また、ガラリと話題は変わり日活に戻るのだが、今回は「大当り百発百中」(61年)である。
主演は小沢昭一である。小沢が主演の映画なんてあるんだと思って調べたら十数本もあるようだ。俳優以外の活動でよく見かけた気がするし、テレビドラマではほぼ見かけたことがないので主演俳優のイメージが個人的には全くなかったのである。
彼が扮する及川太郎はレコード会社の文芸部員。要するに作詞担当なのだが、そちらの才能は今ひとつ。しかし、競馬の予想に関しては百発百中という特技を持っている。その特技のせいで、愚連隊のボスである白井加藤武)に目をつけられ、監禁されたりしてしまうというのが大雑把な筋である。

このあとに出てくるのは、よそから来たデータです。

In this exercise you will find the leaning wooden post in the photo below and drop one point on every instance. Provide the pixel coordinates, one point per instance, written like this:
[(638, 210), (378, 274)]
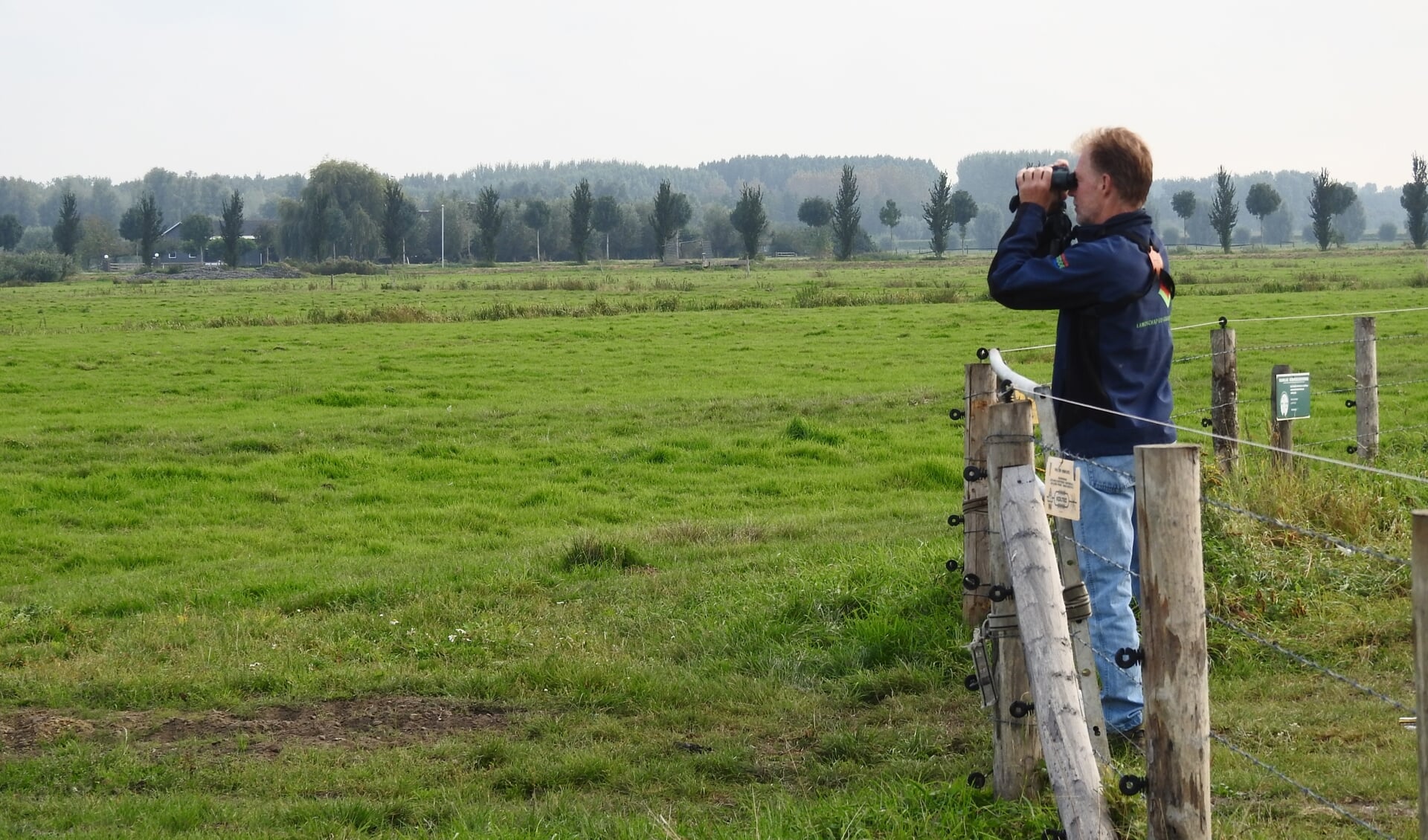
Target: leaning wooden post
[(1366, 395), (982, 394), (1224, 395), (1177, 653), (1041, 611), (1420, 562), (1074, 594), (1016, 749), (1281, 433)]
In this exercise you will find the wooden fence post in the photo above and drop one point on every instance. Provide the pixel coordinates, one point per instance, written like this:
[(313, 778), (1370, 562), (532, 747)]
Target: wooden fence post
[(1074, 594), (1046, 639), (1177, 652), (1016, 749), (1224, 395), (1420, 563), (1281, 433), (1366, 395), (982, 394)]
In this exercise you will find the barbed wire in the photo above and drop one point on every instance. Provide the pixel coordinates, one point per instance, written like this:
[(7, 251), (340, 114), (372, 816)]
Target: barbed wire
[(1033, 347), (1263, 347), (1325, 315), (1303, 789), (1252, 444), (1328, 538), (1308, 662), (1227, 321), (1354, 390)]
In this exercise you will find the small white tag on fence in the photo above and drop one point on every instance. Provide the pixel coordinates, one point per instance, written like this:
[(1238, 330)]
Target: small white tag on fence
[(1063, 488)]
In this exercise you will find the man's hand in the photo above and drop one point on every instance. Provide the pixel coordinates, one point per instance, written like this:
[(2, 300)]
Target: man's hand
[(1035, 187)]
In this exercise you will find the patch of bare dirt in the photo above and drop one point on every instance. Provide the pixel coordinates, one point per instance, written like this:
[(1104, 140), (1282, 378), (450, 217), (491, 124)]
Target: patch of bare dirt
[(370, 722)]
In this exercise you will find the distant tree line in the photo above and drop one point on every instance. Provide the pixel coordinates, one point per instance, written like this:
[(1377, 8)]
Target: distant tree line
[(613, 210)]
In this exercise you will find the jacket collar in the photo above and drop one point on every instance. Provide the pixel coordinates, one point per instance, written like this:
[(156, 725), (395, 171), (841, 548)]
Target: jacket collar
[(1137, 220)]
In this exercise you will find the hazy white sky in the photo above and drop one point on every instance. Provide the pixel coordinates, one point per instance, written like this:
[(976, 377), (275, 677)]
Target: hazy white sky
[(273, 87)]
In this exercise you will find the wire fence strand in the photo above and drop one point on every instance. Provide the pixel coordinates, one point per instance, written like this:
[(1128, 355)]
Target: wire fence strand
[(1307, 662), (1328, 538), (1303, 789)]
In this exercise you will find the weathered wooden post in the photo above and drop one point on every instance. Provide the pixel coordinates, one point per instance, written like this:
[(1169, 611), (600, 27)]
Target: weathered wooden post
[(1016, 749), (1420, 562), (1224, 395), (1074, 594), (1281, 433), (1046, 639), (1177, 653), (982, 394), (1366, 395)]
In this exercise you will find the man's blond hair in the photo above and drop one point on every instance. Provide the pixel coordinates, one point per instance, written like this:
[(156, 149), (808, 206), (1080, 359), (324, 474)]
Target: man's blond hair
[(1125, 156)]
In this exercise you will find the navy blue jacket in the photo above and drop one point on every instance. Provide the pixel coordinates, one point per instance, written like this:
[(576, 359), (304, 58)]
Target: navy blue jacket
[(1113, 332)]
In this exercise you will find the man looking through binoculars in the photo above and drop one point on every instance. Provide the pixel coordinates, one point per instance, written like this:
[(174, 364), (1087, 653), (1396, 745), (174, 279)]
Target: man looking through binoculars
[(1110, 381)]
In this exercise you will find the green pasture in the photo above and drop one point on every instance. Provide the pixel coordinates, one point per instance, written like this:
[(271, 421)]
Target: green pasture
[(625, 552)]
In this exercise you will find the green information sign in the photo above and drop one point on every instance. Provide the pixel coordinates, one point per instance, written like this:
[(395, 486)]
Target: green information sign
[(1291, 397)]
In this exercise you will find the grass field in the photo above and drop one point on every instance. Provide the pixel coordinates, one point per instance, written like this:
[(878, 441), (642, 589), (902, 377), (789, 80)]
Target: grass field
[(622, 552)]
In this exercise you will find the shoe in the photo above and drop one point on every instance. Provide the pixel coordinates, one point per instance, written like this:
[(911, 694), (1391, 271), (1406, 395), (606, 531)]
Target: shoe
[(1128, 739)]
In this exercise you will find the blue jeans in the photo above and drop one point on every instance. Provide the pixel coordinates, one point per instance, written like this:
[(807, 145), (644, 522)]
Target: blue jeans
[(1107, 528)]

当時の中央競馬の券種は単勝、複勝、枠連が主流で枠は6枠までしかなかった(8枠制は63年から)。現在よりも当てやすいことは確かだろうが、百発百中はムリだろう。当てるだけなら全部買えばいいというツッコミは現実的ではない。
小沢昭一だが、旧制麻布中学の出身で同級生にフランキー堺、仲谷昇、そして前述の加藤武らがいた。中でも加藤とはこの後、早稲田大学にも共に進学し、共に演劇活動をしていくことになる。29年生まれなので、当時31歳ということになるが、小沢加藤も40代という感じに見える。まあ当時の成人は総じて老けて見えるのだけれども。
彼の日活初出演は川島雄三監督の「愛のお荷物」(55年)。そして川島作品を中心に出演するようになり、やがて年六本の出演契約を日活と結んだという。しかし、年六本どころではなく二十本に及んだこともあったという。今回の「大当り百発百中」では主題歌を歌っているのだが、これは小沢本人の希望だという。裕次郎や旭のように自分も歌ってみたかったからだそうだ。
小沢の新婚の奥さん役が松原智恵子。実は最初見た時、松原智恵子だとわからなかった。彼女はデビューしてまだ三カ月くらいで、当時16歳の高校生でもあった。しかし、そんなに幼くは見えないし、20代の若手女優かと勘違いしたのである。そういえば、クレジットの二番手は(新人)付の彼女だったので、そこで初めて気づいたくらいだ。まあ彼女もいきなり若奥さんの役をやるとは思ってなかったのではないだろうか。ちなみに彼女の両親役が武智豊子とジョージ・ルイカーなので、ハーフということになるのだろうか。
この61年デビューで、その年から十数本の作品に出演。デビュー作こそ端役だったようだが、すぐにメインヒロインとなり、相手役も川地民夫だったり長門裕之だったり宍戸錠だったりと当初特定のコンビはなかった。誰が合うか適正を見極めていたのかもしれない。後に小林旭や渡哲也との共演が多くなるけれども。
名古屋出身の彼女は高校も東京に転校しようとしたが、「芸能人はダメ」とか中々受け入れてくれるところがなかったという。そこを浅丘ルリ子が「菊華高校(現・杉並学院)なら」と紹介してくれたそうである。浅丘本人は中退しているのだが、松原は5年かけて卒業したという。
他の出演者だが、田代みどり、由利徹、南利明、高原駿雄、神戸瓢介、千代侑子などである。